Wann der Urlaub bei Krankheit verfällt

Kann ein Mitarbeiter seinen Urlaub wegen Krankheit nicht nehmen, darf er ihn nachholen oder einen Ausgleich in bar verlangen. Das gilt jedoch nicht immer für den gesamten Urlaubsanspruch.

Denn die Regelung erstreckt sich nur auf das gesetzlich garantierte Minimum an freien Tagen. Darüber hinausgehende Urlaubsansprüche, die sich etwa aus einem Tarifvertrag ergeben, verfallen. Voraussetzung ist allerdings, dass der Beschäftigte den gesetzlich garantierten Urlaub nehmen konnte.
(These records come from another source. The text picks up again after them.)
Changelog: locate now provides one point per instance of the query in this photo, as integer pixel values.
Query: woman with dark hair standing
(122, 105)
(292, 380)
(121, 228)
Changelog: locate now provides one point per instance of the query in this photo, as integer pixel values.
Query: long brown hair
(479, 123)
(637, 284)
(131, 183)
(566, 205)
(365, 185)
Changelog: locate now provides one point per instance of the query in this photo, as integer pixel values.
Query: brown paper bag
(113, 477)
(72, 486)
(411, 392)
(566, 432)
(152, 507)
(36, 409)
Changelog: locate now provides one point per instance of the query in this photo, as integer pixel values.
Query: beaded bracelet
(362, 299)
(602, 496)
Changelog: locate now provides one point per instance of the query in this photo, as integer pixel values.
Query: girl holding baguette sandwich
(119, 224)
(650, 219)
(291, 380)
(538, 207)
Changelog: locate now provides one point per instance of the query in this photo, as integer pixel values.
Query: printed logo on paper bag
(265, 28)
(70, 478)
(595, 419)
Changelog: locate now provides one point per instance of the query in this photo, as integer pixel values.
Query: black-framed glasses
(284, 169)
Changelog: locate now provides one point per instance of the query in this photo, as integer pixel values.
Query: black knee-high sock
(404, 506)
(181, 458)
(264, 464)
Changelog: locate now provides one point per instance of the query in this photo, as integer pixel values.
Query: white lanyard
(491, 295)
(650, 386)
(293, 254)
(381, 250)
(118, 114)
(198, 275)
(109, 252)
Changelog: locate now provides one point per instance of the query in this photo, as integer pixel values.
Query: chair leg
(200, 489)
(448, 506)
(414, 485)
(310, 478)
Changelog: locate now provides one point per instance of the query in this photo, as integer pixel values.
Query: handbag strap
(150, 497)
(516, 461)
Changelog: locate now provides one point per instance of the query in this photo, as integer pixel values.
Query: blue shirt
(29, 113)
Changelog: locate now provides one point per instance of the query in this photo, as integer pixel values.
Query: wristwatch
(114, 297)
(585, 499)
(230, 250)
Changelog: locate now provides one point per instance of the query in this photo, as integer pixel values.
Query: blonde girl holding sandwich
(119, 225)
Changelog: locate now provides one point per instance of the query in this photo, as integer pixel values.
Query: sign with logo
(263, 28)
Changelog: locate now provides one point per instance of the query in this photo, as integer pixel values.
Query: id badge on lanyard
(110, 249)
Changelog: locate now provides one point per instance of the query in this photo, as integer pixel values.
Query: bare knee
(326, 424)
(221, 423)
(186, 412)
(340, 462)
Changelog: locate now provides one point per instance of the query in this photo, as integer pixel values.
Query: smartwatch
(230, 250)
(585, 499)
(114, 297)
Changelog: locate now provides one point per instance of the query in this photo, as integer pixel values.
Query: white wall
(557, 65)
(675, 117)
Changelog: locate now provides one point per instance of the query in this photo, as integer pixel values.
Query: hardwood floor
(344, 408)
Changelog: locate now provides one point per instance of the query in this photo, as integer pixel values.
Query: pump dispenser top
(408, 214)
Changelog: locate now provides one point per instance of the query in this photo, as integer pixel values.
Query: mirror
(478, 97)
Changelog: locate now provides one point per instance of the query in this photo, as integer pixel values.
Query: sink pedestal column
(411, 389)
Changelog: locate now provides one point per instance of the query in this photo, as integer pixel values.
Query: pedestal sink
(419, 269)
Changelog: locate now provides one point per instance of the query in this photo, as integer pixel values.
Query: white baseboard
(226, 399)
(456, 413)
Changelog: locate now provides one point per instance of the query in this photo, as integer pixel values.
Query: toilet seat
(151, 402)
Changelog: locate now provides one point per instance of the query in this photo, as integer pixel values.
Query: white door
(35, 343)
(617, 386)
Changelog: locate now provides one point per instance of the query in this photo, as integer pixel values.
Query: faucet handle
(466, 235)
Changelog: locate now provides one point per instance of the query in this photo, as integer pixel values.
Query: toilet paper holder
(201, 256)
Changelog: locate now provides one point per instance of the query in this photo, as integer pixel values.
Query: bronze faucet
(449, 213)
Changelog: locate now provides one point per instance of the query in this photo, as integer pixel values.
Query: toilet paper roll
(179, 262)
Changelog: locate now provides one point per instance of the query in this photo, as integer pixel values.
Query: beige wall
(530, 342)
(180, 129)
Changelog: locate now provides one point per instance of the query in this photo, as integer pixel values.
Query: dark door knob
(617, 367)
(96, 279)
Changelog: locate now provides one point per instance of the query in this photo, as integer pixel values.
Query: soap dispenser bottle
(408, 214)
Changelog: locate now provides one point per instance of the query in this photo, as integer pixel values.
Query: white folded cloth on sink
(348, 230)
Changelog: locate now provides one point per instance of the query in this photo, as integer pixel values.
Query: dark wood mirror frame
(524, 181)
In dem verhandelten Fall des Arbeitsgerichts Iserlohn (Az.: 4 Ca 449/12) konnte ein Angestellter wegen Krankheit seinen Jahresurlaub teilweise nicht nehmen. Er hatte laut Tarifvertrag Anspruch auf 30 Tage. Bevor er krank wurde, war er vier Wochen im Urlaub gewesen, was dem gesetzlichen Mindesturlaub entsprach. Für darüber hinausgehenden Urlaub verlangte er vom Arbeitgeber eine Entschädigung. Das lehnten die Richter ab. Für die Beurteilung, ob der übergesetzliche Anspruch entfällt, komme es darauf an, ob im Tarifvertrag zwischen gesetzlichem und darüber hinausgehenden Urlaubstagen unterschieden wird. Dafür ist es ausreichend, dass der Tarifvertrag in weiten Teilen von den gesetzlichen Urlaubsregelungen abweicht und eigene Regelungen festlegt. Das sei hier der Fall.